Однако забой свиней имел еще одну сторону, о которой детям было невдомек. Тот вечер успешно завершал собою несколько месяцев тяжелой работы и самоотдачи. Приходило время радоваться, и люди радовались, пиво текло рекой, а на сковородке уже шипела аппетитная свиная требуха.
На следующий день, когда туша была уже разделана, несколько кусков мяса посылали тем, кто ранее, забивая своих свиней, наделял соседей такими же кусками. Маленькие тарелки с жареным мясом и другими остатками отправляли и прочим односельчанам, просто в качестве угощения, и в подобных случаях никогда не забывали о тех, кто болел или сидел без гроша.
Затем хозяйка дома, как она выражалась, «приступала к делу». Засаливала окорока и грудинку, чтобы позднее вынуть их из рассола и повесить сушиться на стену возле камина. Вялила сало, готовила колбасу, а требуху три дня кряду промывала под проточной водой, согласно старинному обычаю. Это была жаркая пора, но счастливая, кладовая ломилась, так что можно было кое-чем и поделиться, а обладание такими богатствами внушало гордость и ощущение собственной значимости.

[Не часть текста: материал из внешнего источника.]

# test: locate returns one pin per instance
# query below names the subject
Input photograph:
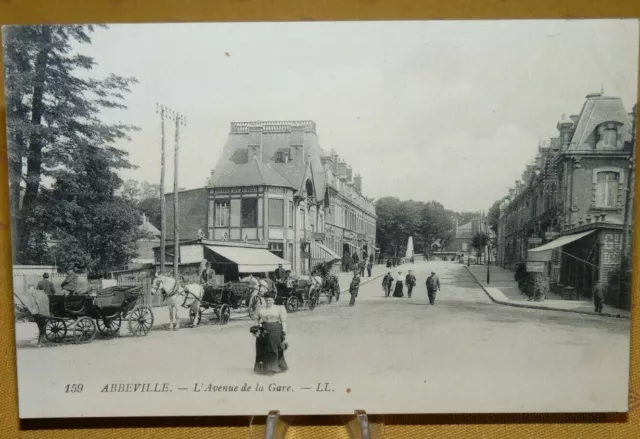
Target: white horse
(176, 295)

В следующее воскресенье устраивался официальный «свиной пир», на который являлись отцы и матери, сестры и братья, женатые дети и внуки, жившие в пешей доступности.

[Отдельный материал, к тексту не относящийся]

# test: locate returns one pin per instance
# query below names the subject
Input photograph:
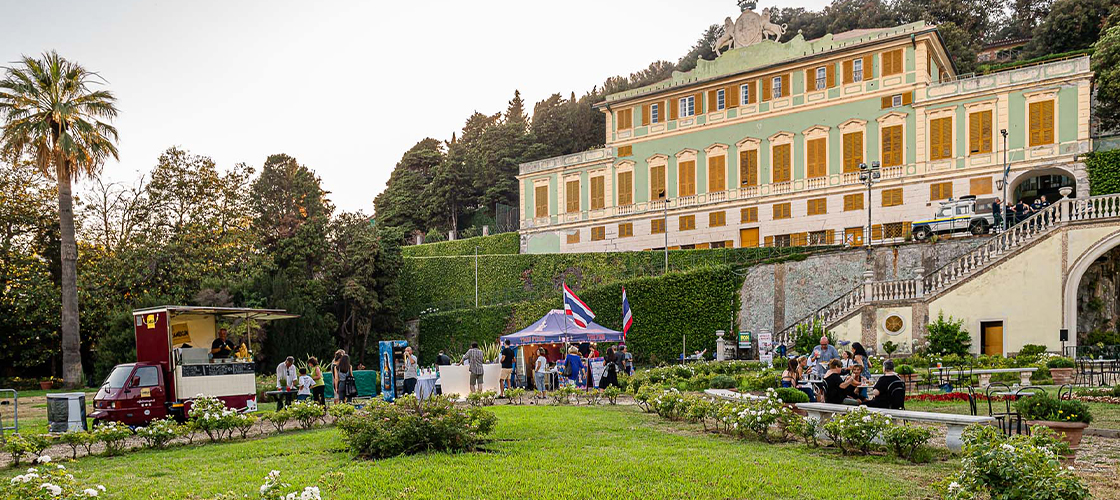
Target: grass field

Если в доме не было печи, у пожилой супружеской четы, жившей в одном из крытых соломой коттеджей, получали разрешение затопить большую хлебопекарную печь, которая находилась у них в бане. Печь эта напоминала большой, обложенный кирпичом буфет с железной дверцей, вдававшийся в стену. В горниле поджигали хворост и закрывали заслонку, пока он не прогорал. Затем золу выгребали, внутрь печи ставили противни с кусками свинины, картофелем, пудингами, мясными пирогами, а порой и один-два сладких пирога и, оставив выпекаться до готовности, уходили.